Es geht um die Zukunft unserer Gewerkschaften. Seit Jahren verlieren Gewerkschaften Mitglieder. Allein die IG Metall weist zwischen August 2023 und August 2024 einen dramatischen Mitgliederschwund von über 45.000 Arbeitern auf. Das schwächt den Druck und den gemeinsamen Kampf für bessere Lebens- und Arbeitsbedingungen und ist ein Syptom der sozialpartnerschaftlichen, zahnlosen und arbeiterfeindlichen Tarifpolitik der DGB-Gewerkschaften im Allgemeinen. In diesem Jahr haben viele, insbesondere junge Arbeiterinnen und Arbeiter, angefangen, sich in der IG Metall zu organisieren.

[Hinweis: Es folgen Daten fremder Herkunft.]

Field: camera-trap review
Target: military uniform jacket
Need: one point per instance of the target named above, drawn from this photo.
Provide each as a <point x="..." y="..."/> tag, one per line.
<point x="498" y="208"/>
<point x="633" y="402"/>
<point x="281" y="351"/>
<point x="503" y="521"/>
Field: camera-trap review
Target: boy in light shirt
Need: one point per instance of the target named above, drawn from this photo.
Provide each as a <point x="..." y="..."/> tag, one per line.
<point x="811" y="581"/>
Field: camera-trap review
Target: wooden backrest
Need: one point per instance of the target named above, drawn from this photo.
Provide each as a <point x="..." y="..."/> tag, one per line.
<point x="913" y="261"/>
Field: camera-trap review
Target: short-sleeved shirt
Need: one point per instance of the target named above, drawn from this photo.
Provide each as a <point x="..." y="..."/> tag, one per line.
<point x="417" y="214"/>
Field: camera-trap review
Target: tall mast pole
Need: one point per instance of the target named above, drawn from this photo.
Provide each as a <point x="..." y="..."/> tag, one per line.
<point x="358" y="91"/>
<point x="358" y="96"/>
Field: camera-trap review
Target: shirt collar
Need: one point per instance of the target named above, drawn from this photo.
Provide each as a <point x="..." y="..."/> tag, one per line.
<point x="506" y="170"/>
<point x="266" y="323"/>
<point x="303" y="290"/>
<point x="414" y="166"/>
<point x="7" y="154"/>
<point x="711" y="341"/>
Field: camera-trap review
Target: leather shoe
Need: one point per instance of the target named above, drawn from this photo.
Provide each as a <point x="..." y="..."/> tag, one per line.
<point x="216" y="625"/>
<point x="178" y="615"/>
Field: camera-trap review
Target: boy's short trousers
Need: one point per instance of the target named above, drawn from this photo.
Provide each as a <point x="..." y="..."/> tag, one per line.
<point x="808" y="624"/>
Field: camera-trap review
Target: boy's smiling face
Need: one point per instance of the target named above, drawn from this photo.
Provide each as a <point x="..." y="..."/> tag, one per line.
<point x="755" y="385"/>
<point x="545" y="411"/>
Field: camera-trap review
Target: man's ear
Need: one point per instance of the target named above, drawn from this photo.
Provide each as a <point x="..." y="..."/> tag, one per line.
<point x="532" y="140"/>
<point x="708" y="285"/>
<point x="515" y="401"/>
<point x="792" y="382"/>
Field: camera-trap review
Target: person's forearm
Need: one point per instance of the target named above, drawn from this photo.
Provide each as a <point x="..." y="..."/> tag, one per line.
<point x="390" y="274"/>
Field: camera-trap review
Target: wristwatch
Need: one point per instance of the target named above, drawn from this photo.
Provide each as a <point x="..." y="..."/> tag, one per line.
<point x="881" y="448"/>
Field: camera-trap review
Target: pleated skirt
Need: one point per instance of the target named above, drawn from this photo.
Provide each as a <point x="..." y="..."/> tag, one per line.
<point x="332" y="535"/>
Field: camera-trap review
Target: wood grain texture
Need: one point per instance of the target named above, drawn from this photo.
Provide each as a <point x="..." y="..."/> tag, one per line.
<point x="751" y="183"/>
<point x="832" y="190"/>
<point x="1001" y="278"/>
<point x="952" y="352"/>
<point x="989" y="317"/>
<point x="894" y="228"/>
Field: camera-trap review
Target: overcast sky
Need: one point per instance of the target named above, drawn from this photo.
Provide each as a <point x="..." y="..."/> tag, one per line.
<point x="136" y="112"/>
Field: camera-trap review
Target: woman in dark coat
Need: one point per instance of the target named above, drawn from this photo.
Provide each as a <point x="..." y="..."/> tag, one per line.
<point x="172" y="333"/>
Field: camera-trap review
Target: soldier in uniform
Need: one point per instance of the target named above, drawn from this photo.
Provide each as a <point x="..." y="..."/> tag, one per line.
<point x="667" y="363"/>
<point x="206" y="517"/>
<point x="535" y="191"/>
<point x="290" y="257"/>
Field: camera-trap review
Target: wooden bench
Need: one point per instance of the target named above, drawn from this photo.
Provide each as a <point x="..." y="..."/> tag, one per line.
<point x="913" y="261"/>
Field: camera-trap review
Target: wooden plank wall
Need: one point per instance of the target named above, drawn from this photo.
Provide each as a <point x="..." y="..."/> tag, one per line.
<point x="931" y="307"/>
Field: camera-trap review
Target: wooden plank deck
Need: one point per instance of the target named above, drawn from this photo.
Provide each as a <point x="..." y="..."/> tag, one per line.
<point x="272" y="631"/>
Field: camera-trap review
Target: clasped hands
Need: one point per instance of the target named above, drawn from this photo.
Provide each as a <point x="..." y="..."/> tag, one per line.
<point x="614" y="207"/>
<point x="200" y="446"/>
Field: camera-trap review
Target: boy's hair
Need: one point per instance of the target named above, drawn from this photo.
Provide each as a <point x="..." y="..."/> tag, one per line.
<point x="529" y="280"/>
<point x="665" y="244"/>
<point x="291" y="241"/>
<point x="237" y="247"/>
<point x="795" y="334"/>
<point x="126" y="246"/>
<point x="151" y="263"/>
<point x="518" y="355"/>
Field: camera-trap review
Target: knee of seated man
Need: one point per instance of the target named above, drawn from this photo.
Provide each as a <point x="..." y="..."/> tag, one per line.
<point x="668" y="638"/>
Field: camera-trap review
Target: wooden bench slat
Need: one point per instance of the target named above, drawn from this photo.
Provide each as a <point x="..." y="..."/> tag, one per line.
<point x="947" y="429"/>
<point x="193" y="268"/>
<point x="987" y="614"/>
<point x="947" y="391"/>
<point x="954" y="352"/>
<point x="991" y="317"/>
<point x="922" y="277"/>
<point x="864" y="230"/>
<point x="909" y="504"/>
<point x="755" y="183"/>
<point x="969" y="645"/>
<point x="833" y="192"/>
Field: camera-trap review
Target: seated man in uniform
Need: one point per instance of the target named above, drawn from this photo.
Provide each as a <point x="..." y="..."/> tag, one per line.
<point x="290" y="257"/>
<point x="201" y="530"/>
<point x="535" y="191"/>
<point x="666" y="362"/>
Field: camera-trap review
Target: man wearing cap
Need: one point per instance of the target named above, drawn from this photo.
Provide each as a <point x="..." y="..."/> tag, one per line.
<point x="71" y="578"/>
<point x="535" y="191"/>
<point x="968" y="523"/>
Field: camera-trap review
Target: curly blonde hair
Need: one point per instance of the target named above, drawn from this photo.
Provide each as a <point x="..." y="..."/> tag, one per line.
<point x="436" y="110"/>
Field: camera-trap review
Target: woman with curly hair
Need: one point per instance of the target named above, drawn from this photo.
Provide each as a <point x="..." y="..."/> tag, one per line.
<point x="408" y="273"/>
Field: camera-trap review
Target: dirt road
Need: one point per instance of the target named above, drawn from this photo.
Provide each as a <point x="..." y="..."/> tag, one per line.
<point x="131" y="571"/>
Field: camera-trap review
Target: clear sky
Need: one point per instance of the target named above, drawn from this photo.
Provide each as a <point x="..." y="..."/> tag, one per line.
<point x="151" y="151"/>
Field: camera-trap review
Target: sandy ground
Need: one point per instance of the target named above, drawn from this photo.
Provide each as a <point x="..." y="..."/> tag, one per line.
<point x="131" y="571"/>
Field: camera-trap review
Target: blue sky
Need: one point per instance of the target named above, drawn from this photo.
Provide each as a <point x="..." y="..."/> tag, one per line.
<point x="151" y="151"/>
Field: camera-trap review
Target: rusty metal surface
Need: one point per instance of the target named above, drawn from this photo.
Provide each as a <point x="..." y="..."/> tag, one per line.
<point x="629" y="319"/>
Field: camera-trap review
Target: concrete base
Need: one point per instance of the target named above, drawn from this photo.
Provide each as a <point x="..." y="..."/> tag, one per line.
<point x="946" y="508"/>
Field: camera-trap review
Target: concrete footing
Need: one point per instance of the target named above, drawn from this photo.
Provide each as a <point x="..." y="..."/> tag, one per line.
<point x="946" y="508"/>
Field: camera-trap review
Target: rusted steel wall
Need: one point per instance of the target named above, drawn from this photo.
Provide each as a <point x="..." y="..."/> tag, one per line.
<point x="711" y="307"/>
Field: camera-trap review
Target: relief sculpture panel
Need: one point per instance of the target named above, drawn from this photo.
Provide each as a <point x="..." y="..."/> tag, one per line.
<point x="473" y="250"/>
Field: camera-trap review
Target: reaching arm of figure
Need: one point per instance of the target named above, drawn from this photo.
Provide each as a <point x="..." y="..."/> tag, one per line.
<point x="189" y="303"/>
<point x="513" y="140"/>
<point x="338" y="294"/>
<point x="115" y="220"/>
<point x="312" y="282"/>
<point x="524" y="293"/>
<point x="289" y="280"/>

Es gilt, die Gewerkschaften von innen zu stärken, ihren Charakter als Arbeiterselbstorganisationen hervorzugeben und Forderungen zu diskutieren und darauf zu drängen, dass die Mitglieder in den Betrieben wieder die Entscheidungsträger in den Tarifauseinandersetzungen werden. So gilt es nach dem Tarifergebnis in diesem Jahr, die kommende Tarifrunde vorzubereiten. Die Konsequenzen sind klar:

Keine weiteren Reallohnverluste!

12 Monate Laufzeit und nicht mehr!

Konsequente Interessenvertretung der Arbeiter statt Co-Management!